Life-Saving Medical Treatment Needed in the DPRK

When our family first began providing medical treatment for children with disabilities in North Korea, Stephen asked the Pyongyang Medical School Hospital Director if the hospital could provide a bed for him to bring a girl with quadriplegic cerebral palsy from a NE Province in North Korea to Pyongyang for treatment. The director was indignant at first. “We don’t have cerebral palsy in our country!” he declared. We had no desire to argue with him but we continued to plead for just one hospital bed, and eventually he relented.

The greatest result from these happenings, however, took place in the hearts of the administrators and doctors at the hospital. When parents of pediatric patients started seeing a girl with cerebral palsy being treated in the hospital, they started to call friends and family back home. Not even a month went by before mothers and their disabled children began to line up outside the hospital for treatment. The hospital administrator returned to us and exclaimed, “I didn’t realize that this was such a huge problem in our country. We have to do something about this. Perhaps we ought to start our own therapy program for children with these kind of disabilities.” As a result, it was through one child’s treatment that a new program for children with developmental disabilities was born!

One of our first patients, who was ten years old, came to the hospital not able to sit up or walk on her own. But after eleven months of physical and occupational therapy, she was discharged from the hospital walking on her own, independent from any support. The North Korean broadcasting company came out to air her discharge from the hospital to her home village. It was the first time in North Korean history for a quadriplegic child to receive therapy and experience such a dramatic transformation.

Ten year-old girl treated for cerebral palsy in the Pyongyang Medical School Hospital

Ten year-old girl treated for cerebral palsy in the Pyongyang Medical School Hospital

Immediately after she was discharged, a pediatric doctor came into Stephen’s doctor’s office. “May I talk to you?” she asked.

“Of course, please come in,” Stephen invited. He could tell that this doctor had been crying. Her eyes were red and swollen.

“I have sent hundreds of children like this patient away telling their parents that there is no hope, to let the child go quickly,” the doctor admitted.

Stephen could tell that this confession was genuine. It was a quest for forgiveness.

“What should I do?” she pleaded.

“Let’s begin now. Let’s make a difference in one child’s life at a time,” Stephen suggested.

Although in developed nations, disabilities are not considered a life-threatening condition, in North Korea, it often is. Up until a few years ago, expert treatment for various disabilities such as cerebral palsy, autism, and other developmental disabilities was nonexistent. Parents had few options for support or treatment for their children. As a result, they had no hope. According to the doctors’ advice, they would often “let their child go quickly”.
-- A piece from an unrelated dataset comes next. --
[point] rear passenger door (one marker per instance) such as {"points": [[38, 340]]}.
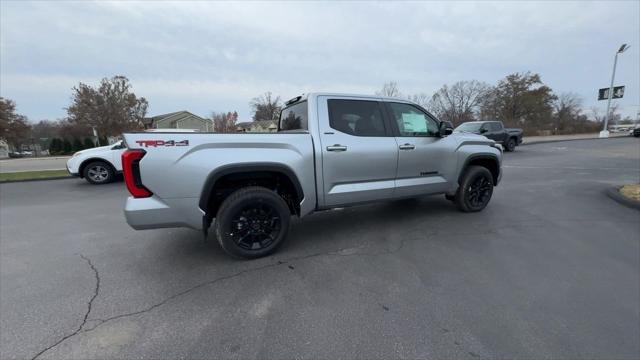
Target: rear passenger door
{"points": [[425, 160], [359, 153]]}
Incredible progress in treatment of developmental disabilities has been achieved in North Korea. Unfortunately, current UN sanctions and US regulations are making continuing humanitarian work in North Korea very challenging. Humanitarian organizations have to apply for Special Validation Passports just to visit North Korea, and these passports are issued on an extremely limited basis. In addition, UN Sanction Committee exemptions are necessary to ship any medicine or medical supplies to North Korea, but these are only granted if the organization has already obtained an OFAC License from the US Treasury Department. All of this red tape delays and hinders life-saving humanitarian aid to the DPRK.

The World Health Organization (WHO) has estimated that tens of thousands of people will die in North Korea this year from the lack of tuberculosis treatment, alone (US News World Report, Nov. 16, 2018). This does not include the number of individuals with other infectious diseases such hepatitis or the number of children with disabilities and/or other conditions.
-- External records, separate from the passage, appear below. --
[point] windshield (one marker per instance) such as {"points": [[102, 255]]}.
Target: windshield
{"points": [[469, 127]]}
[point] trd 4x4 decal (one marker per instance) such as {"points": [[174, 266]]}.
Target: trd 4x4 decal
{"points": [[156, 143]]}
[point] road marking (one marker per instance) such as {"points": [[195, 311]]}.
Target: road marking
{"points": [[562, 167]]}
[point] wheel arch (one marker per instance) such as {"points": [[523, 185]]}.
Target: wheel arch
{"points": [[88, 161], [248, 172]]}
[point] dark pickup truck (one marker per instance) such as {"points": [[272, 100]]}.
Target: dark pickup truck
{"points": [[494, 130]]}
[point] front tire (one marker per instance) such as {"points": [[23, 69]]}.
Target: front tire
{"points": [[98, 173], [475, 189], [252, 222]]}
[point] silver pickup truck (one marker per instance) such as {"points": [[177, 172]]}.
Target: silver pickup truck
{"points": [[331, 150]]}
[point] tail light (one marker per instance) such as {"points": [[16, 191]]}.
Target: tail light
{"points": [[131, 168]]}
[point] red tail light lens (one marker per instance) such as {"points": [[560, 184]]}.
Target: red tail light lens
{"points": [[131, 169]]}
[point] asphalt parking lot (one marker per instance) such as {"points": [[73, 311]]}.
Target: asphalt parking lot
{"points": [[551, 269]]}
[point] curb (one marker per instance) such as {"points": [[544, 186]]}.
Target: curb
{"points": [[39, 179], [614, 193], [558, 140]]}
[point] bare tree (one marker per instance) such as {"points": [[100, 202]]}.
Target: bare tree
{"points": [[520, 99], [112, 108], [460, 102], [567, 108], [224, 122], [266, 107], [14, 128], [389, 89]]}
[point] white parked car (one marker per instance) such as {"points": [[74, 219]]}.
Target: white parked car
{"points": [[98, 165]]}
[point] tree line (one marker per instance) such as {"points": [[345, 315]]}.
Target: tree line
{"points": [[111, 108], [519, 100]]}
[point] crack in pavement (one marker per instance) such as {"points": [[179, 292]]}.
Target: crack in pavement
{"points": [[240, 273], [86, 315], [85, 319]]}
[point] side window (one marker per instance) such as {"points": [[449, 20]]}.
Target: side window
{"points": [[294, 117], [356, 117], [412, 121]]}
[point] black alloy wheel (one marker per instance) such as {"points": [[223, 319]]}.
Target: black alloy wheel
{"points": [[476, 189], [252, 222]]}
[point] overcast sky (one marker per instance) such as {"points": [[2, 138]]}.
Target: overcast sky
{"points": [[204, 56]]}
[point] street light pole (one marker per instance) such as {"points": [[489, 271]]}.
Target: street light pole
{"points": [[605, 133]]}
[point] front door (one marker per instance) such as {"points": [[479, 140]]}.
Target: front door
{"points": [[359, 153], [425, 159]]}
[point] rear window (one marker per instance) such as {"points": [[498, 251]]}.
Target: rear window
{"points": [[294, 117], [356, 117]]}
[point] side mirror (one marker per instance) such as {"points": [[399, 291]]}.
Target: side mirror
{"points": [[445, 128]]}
Our non-profit organization, known Ignis Community, has made huge strides in not only treatment for disabilities but also in medical training for professionals in North Korea. Medical training is key to continue much-needed treatment for the most vulnerable children in society. Like the infamous saying goes, “It is better to teach a man to fish, than to give him a fish.” It is better to train the doctors in how to treat pediatric disabilities properly than to just treat the children, themselves.
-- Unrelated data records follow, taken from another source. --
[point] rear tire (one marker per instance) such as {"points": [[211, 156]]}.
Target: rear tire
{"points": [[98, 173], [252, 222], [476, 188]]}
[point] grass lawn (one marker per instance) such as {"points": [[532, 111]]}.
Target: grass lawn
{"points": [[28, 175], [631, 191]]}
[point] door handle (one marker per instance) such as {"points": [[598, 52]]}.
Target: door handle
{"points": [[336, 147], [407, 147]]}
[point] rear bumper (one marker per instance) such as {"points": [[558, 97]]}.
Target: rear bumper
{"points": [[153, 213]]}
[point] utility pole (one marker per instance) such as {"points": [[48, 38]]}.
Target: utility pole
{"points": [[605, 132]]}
We can only hope that despite the current restrictions there is light at the end of the tunnel. For the sake of the thousands who are in desperate need of life-saving medical treatment in the DPRK, the sooner and less impeded humanitarian work can resume in North Korea the better. And like other humanitarian organizations already providing a limited scope of humanitarian work in the DPRK, we trust that Ignis Community will be able to continue to meet the needs of children with developmental disabilities throughout the nation.